Getting Hugo to run


I wanted to have a really low friction way of practicing technical writing. As my current employer mostly uses Blogs as PR, my first idea was to try blogging, but to start small without anyone seeing it.

The selection process

As a techie, I did the sensible thing and just started writing my first 1-2 posts before doing anything else… Of course not, there is so much interesting technologies out there and I have to choose the right one “for the future”. After scowering the internet for the best static site generator for blogs, I quickly decided to use Hugo with a nice theme. It was such a quick decision, only taking about 5-6h of googling competitors (11ty, gatsby) and deciding between some top 20 Hugo themes.

Setup of Hugo is pretty simple, a quick brew install hugo and adding the theme as a submodule in the themes directory and I had a local setup running.

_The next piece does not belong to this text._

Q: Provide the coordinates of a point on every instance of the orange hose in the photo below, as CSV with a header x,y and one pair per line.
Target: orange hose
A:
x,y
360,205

Now to make it (potentially) visible for other people, I also set up GitHub Pages. I chose the slightly more complicated way of using a seperate branch for the generated site, strictly splitting source files and generated files into different branches.

How not to change branches all the time

Git has a neat feature called worktrees. It allows to checkout different branches into different folders in the filesystem. This makes it possible to e.g. review a PR of a seperate branch without having to stash/WIP-commit/… your current work. Or let Hugo generate the site directly to the right branch (docs.

After setting up an completely empty branch (using checkout --orphan and commit --allow-empty), we can checkout the branch in the ./public directory:

git worktree add -B gh-pages public origin/gh-pages

Now deployments are really simple:

# generates the site in ./public
hugo
# change into dir for doing git commands
cd public && git add --all && git commit -m "update blog" && cd ..

Later on, I want to automate this using GitHub Actions to automatically update the site on pushes to master. But that’s my time for today.